Whenever prisoners were taken from the concentration camp to work venues, or trains, they were required to sing German songs and to smile. “Otherwise they would hit us with a stick,” Fanny wrote. “While music was and still is a passion of mine, the forced singing cut through me like a knife and continues to haunt me.”
Fanny and Jenny were ordered to clean the apartment of some non-commissioned officers, and each time they did so, “we found bread wrapped in newspaper left for us in the wastebasket,” Fanny said. “It was this bread that fortified and sustained us. Feeding inmates was strictly prohibited and this act of kindness by the Feldwebels could have resulted in serious consequences for all of us, including being shot … Not all people are evil. I never believed that all people were evil. …”

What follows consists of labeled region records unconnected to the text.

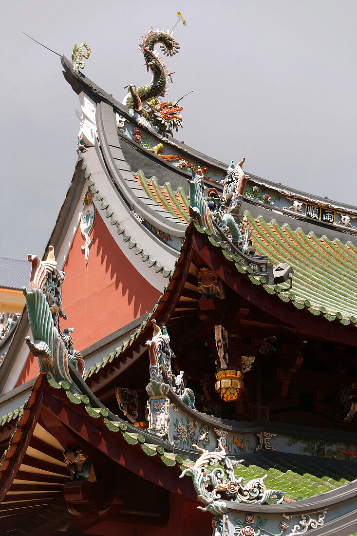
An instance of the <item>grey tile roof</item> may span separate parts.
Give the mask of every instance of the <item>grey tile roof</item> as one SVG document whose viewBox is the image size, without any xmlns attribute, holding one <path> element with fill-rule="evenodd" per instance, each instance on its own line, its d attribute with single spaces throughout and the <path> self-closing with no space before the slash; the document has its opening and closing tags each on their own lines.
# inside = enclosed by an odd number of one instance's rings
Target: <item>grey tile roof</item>
<svg viewBox="0 0 357 536">
<path fill-rule="evenodd" d="M 0 257 L 0 288 L 18 288 L 28 284 L 31 265 L 27 260 Z"/>
</svg>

When Fanny moved from Europe to South Africa, on the invitation of her future husband Louis, she was greeted by him, his sister-in-law Jean, and by a black assistant named Steve, who would carry her luggage. “I reached out to shake Louis’s and Jean’s hands. Jean looked on disapprovingly as I also shook Steve’s hand. Later I asked Louis about Jean’s reaction at the airport. ‘White women don’t touch black men in South Africa,’ Louis explained. I burst into tears. I had just lived through discrimination and persecution at its worst, and now this!”

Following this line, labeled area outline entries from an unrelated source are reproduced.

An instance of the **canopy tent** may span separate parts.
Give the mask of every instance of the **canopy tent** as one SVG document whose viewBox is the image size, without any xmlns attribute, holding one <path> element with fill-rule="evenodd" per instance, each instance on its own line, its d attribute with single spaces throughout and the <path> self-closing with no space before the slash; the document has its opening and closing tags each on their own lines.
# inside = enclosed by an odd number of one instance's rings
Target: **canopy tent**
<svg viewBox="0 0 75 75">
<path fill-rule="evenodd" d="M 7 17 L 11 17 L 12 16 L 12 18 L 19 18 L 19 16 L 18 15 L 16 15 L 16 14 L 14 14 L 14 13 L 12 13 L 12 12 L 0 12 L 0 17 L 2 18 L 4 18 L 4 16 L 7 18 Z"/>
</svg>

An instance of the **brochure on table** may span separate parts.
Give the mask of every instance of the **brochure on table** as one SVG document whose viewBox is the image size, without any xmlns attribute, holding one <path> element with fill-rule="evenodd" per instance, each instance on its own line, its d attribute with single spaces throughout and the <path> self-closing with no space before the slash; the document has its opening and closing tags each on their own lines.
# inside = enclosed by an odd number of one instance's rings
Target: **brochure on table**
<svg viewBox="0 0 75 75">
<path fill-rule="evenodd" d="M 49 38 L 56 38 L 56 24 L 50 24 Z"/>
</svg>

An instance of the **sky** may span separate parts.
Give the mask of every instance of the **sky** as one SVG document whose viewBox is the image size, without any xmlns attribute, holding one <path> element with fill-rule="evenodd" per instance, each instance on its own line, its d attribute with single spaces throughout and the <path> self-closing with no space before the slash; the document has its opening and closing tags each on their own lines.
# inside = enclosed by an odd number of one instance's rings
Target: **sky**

She later berated herself for not having more strenuously protested apartheid, nor speaking up for the human rights of South Africa’s majority black population. “We didn’t speak out because it was politically dangerous,” she said. “We just wanted to get on with life.”
In the United States, she decided, she would not recuse herself from the fight for justice. “I sometimes feel I have been surrounded by hate and so now feel compelled to speak out while I can.”
There are many more anecdotes and thoughts to ponder in this compelling memoir. I’d like to close this review with two. Fanny once received a call from a woman in Atlanta, whose daughter had asked to be “twinned” with a girl who died in the Holocaust. Through a program called “Remember Us: The Holocaust B’nai Mitzvah Project,” she learned about and chose Fanny’s sister, Liebele. The Yad Vashem Memorial Museum in Jerusalem informed her that Liebele had sisters, and through research, the Atlanta girl found Fanny, who later wrote: “And it came to be that more than seventy years after her cruel death, little Liebele Judelowitz was symbolically recognized, honored, and celebrated as a bat mitzvah in Atlanta, Georgia, United States of America, land of the free and home of the brave.”
Years later, Fannie’s own granddaughter, Lauri First Metross, was visiting the Holocaust Museum in Washington D.C., where you can pick a “passport” of someone who went through the Holocaust, and step by step, learn that person’s fate. Lauri reached into a basket and pulled out Fannie’s ID card, which contained information gleaned from an interview Fannie had given to museum officials year before. Unfamiliar with the surname Judelowitz, but recognizing the story, Lori telephoned her mother and reported, “I’m shaking right now… I think I picked up Granny’s passport.” Her mother, Shirley (Krasner) First, told her. “Because you picked up your grandmother’s passport, it means you have an obligation to teach your children about the Holocaust and they have the obligation to teach their children about the Holocaust and so on and so on. That’s why you picked up her passport.”